Content security refers to the protection of information content and the compliance of information content with the requirements of political, legal and moral levels. With the rapid development of mobile Internet, digital media, artificial intelligence and other technologies and applications, the importance of content security is becoming more and more prominent. Artificial intelligence, especially the development of technologies such as in-depth learning and knowledge map, can effectively improve the ability of content identification, protection and violation review, and accelerate the content security governance to be automated, intelligent, efficient and accurate.
With the rapid development of mobile Internet, digital media, artificial intelligence (AI) and other technologies and applications, the importance of content security is becoming more and more prominent.
The connotation of content security includes two levels: the first level refers to the protection of information content, such as anti theft and anti tampering, which involves many aspects such as information content confidentiality, intellectual property protection, information hiding and privacy protection; The second level refers to that the information content meets the requirements of political, legal and moral levels. Content security has an important impact on the country and society from many aspects, from high-risk content affecting national security such as reactionary and violent terrorism, to risk content affecting social people’s livelihood such as pornography and gambling, and then to content affecting enterprise business and personal life such as garbage advertising. At the same time, content fraud such as false news and network rumors has become one of the biggest problems affecting content security governance.
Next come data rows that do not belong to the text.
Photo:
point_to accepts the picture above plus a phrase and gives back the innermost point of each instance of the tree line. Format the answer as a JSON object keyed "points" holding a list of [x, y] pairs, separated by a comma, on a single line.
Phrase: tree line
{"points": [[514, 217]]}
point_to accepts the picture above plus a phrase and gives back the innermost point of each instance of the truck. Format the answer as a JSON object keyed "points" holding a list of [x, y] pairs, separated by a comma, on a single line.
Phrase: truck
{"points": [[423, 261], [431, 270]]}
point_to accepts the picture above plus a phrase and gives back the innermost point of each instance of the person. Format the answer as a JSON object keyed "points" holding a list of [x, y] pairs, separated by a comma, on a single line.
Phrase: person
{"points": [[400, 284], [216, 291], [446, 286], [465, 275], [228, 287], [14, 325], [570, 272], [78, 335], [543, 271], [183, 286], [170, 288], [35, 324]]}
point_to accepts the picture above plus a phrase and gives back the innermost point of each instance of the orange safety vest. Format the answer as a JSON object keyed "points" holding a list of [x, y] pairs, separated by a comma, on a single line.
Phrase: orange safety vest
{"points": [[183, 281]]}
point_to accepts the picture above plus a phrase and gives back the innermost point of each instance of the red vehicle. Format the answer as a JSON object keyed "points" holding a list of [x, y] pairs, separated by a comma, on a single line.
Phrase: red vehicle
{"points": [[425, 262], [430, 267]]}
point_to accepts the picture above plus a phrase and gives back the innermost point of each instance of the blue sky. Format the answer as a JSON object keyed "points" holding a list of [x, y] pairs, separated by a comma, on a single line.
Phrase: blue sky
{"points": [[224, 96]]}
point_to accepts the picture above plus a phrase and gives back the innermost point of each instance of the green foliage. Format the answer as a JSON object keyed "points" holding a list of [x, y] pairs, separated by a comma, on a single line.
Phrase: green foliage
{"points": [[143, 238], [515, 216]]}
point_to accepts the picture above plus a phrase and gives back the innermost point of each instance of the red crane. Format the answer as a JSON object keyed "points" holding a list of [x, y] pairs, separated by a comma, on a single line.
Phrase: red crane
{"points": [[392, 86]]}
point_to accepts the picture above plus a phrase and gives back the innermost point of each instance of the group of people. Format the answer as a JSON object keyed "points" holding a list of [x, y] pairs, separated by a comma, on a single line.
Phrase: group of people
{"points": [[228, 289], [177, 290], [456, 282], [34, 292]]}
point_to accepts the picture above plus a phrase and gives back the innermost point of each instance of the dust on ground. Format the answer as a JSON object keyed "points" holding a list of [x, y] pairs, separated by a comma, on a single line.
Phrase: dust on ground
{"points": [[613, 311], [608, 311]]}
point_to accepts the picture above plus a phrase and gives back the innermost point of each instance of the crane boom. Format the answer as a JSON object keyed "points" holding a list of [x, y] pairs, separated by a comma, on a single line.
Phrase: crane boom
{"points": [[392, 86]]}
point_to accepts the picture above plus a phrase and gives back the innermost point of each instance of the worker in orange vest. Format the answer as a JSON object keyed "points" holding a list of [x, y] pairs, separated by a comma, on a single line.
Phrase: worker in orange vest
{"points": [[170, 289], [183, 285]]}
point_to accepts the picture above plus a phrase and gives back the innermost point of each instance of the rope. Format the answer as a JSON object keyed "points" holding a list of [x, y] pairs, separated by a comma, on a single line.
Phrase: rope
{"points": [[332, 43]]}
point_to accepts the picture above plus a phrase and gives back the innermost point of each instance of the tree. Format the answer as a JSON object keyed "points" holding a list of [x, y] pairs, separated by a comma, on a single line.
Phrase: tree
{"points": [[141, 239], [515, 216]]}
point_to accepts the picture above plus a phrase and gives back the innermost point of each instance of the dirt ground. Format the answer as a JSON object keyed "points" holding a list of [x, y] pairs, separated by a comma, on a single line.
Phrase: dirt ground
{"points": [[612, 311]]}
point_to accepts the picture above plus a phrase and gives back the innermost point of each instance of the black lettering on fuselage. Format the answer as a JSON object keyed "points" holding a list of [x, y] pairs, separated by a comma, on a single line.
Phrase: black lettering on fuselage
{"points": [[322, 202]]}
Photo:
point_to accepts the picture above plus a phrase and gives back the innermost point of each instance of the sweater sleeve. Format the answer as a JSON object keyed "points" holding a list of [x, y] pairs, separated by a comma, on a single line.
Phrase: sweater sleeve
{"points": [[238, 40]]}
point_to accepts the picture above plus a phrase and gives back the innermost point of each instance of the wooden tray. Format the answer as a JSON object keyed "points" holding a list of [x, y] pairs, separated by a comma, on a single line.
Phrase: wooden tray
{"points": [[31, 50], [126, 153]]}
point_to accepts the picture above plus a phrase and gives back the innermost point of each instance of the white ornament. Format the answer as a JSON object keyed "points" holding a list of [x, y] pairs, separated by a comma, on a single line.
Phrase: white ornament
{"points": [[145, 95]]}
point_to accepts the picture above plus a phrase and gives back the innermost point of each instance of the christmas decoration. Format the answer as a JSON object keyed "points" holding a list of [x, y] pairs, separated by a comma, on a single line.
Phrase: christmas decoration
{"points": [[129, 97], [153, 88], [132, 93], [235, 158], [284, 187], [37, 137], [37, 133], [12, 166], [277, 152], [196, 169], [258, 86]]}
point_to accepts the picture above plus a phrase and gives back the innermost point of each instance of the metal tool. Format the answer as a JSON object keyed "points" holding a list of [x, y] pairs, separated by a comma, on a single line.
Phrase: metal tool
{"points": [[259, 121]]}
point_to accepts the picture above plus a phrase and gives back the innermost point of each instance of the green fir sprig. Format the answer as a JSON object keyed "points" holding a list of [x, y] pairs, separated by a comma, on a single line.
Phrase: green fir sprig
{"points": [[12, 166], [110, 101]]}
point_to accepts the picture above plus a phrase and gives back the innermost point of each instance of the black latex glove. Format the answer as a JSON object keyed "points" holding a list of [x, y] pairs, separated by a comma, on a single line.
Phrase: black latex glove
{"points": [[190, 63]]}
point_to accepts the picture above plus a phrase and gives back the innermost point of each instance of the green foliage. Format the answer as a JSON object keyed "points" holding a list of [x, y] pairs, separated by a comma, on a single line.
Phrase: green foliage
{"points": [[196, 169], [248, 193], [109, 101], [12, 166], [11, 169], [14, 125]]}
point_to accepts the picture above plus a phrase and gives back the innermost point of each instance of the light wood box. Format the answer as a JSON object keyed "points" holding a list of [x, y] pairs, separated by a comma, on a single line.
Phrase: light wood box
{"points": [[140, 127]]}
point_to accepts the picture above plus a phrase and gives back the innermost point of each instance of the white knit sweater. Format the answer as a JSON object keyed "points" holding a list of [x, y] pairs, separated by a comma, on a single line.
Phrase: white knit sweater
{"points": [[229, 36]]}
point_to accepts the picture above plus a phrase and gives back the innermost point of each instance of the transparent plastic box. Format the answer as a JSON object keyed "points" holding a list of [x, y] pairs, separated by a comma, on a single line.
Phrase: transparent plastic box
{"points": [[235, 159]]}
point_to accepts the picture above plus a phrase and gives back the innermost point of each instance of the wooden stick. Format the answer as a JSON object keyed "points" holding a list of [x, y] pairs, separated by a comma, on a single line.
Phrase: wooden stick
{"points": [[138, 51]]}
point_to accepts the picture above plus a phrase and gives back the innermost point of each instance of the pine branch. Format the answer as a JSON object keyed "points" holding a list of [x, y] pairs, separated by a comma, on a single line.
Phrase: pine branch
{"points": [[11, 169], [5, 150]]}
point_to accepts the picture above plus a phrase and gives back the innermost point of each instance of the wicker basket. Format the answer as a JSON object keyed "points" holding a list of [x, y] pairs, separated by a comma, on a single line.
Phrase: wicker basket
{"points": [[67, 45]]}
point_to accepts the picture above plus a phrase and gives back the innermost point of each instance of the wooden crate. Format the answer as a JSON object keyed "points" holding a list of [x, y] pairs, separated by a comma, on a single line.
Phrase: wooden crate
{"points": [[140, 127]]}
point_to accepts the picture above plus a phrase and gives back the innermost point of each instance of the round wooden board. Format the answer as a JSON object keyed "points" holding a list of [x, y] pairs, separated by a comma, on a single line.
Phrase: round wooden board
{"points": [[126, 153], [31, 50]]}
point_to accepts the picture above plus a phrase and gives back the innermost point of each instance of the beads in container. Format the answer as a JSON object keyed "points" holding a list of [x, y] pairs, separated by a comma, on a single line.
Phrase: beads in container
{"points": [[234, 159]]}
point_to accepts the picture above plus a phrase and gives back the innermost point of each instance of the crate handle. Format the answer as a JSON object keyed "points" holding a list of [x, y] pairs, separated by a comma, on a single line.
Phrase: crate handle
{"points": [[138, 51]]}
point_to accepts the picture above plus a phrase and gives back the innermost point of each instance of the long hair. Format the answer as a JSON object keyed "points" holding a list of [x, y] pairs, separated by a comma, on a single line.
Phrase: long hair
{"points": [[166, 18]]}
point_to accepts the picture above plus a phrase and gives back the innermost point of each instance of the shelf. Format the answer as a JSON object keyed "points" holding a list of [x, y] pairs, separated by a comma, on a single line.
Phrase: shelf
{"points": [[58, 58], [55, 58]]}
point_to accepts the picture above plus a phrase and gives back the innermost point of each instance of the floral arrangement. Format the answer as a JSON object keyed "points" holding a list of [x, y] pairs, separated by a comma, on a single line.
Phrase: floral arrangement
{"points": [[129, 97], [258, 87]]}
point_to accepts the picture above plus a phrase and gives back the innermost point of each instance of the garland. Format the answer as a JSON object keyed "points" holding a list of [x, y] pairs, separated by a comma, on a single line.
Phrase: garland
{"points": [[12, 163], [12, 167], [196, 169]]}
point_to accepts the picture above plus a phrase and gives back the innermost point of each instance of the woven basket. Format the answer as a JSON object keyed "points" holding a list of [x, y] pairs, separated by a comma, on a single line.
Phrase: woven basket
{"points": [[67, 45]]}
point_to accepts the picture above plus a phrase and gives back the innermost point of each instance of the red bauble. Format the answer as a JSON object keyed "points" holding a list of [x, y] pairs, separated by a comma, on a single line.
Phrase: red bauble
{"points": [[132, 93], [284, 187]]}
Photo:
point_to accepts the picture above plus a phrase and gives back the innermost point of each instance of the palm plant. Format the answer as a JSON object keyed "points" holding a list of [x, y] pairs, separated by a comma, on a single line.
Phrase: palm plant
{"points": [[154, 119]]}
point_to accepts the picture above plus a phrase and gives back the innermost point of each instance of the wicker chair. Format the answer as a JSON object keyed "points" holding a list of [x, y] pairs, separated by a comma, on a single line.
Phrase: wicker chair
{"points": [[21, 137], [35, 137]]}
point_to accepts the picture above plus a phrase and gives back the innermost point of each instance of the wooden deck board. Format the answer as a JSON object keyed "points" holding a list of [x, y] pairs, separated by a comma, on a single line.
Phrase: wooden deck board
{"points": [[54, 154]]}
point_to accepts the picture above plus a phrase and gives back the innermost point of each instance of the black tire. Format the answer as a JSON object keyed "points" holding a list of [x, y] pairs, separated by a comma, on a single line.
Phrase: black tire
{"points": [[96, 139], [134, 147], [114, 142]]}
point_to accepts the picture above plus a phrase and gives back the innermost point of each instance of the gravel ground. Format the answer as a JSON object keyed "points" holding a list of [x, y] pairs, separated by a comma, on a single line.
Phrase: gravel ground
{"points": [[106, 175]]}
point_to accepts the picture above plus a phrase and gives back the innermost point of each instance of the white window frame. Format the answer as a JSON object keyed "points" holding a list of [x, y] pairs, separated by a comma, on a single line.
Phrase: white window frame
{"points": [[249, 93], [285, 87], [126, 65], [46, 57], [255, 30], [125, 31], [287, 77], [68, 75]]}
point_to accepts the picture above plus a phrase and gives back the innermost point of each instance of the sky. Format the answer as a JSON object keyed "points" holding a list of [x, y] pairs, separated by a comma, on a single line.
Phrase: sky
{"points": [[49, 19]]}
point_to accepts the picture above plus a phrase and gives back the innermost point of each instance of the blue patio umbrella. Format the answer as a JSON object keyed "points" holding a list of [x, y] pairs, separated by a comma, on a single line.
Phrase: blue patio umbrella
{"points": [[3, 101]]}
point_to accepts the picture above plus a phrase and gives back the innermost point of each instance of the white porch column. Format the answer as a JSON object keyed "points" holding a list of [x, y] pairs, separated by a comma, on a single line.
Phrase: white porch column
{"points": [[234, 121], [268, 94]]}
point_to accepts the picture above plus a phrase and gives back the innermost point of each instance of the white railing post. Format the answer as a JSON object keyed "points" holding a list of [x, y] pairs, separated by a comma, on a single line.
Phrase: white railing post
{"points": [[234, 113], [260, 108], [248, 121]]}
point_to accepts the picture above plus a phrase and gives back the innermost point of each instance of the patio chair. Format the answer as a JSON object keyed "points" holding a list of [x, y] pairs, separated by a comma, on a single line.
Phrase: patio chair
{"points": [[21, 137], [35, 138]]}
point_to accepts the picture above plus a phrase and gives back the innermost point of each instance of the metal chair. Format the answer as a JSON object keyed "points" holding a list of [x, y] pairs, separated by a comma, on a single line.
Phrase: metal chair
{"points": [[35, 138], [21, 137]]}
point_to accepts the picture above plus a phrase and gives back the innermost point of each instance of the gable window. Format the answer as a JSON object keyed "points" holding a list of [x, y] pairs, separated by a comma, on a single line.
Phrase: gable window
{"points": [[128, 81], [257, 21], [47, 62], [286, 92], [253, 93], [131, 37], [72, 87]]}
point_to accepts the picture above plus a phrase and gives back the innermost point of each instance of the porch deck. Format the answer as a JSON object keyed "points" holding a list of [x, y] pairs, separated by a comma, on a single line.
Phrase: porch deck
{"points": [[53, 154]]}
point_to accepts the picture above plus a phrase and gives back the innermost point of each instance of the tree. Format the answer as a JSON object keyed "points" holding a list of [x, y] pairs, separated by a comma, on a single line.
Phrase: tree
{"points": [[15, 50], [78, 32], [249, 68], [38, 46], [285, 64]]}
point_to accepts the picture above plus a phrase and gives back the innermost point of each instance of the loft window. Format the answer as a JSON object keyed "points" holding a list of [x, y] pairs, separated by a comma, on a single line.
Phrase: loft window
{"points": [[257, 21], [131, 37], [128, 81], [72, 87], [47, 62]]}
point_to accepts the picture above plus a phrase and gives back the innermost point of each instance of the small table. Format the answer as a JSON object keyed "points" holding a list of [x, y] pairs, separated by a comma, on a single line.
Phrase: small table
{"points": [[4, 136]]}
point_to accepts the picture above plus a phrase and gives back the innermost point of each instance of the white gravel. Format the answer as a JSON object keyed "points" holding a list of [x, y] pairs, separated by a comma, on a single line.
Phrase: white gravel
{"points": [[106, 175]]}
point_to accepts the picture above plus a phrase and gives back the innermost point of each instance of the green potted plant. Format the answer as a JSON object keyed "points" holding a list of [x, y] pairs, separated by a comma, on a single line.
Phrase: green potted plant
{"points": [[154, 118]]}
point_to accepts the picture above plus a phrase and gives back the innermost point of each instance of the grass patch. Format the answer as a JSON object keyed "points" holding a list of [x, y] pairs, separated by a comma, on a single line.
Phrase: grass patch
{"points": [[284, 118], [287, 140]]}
From the perspective of information review, digital information has diverse sources, complex content, huge quantity and rapid dissemination speed. The requirements for the ability of efficient, fast and accurate fact verification are becoming higher and higher. In the early days of New Coronavirus pneumonia, false news and Internet rumors had seriously hampered epidemic prevention and control. With the current popularity of webcast, some criminals began to use webcast to carry out various illegal and criminal activities. The real-time content supervision of massive live data is also an urgent problem to be solved.
In recent years, the rapid development of artificial intelligence has had a profound impact on content security. Content security algorithms based on artificial intelligence may suffer from data sample pollution and adversarial algorithm attacks, resulting in decision errors. Content deception technologies such as forged images, false news and voice fraud based on in-depth learning have achieved the effect of confusing the false with the true. Intelligent recommendation algorithm is used by criminals to make the dissemination of bad information more targeted and hidden. On the other hand, the development of artificial intelligence also brings new opportunities to content security. Artificial intelligence, especially the development of technologies such as in-depth learning and knowledge map, can effectively improve the ability of content identification, protection and violation review, and accelerate the content security governance to be automated, intelligent, efficient and accurate.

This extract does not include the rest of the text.